Designing Sarah Lawrence
Although conscripted by creationists in the eighties and nineties, the term “intelligent design” is worth redeploying to cover the myriad ways in which design, as noun and verb, combines purpose, planning, and execution.
Design is an intelligent address to the future. Sarah Lawrence College was designed with an idea in mind—education focused on the individual, an open curriculum, seminars and independent student work mentored by faculty dons, and the belief that academic life should not be sequestered from the rest of campus life. The physical design of the campus, built around the Lawrence family’s initial gift of Westlands, their home and surrounding 12 acres, was propelled by this educational vision. The human scale of the buildings and the way they house a mix of faculty and administrative offices, classrooms, and dorm rooms are testaments to this educational ideal.
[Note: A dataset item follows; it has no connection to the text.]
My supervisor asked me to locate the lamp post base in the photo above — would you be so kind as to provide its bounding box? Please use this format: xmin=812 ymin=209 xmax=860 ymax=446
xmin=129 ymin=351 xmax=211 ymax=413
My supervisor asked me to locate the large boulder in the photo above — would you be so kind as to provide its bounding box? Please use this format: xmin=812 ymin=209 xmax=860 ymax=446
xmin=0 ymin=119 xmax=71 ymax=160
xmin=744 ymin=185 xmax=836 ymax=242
Yet good designs deal creatively with constraints and are open to adjustment. The special demands and properties of both a science building and a visual arts building naturally led the College to depart from its concept of mixed use. The aesthetic effect, not to mention the health hazard, of awakening to the smell of sulphur from the chemistry lab or paint from the studio demanded a change of plan. Similarly, the College’s goal of dealing with the whole student—not just the intellectual well-being—necessitated a building dedicated to physical sport and exercise.
To maintain its mission and to manage growth, the College developed a “master plan” in 2000 to explore future sites for housing campus activities as well as natural spaces. On a 40-acre campus, a physical plan must be intelligent and efficient, since all components are in such proximity. Intelligent design led us to purchase the Rwandan Embassy on Wrexham Road to house our graduate and continuing education programs, and to acquire Hill House, addressing a severe shortage in student housing. Intelligent design also must embrace sustainability, which has led to the “greening” of Warren house this summer (see Sustainability at Sarah Lawrence).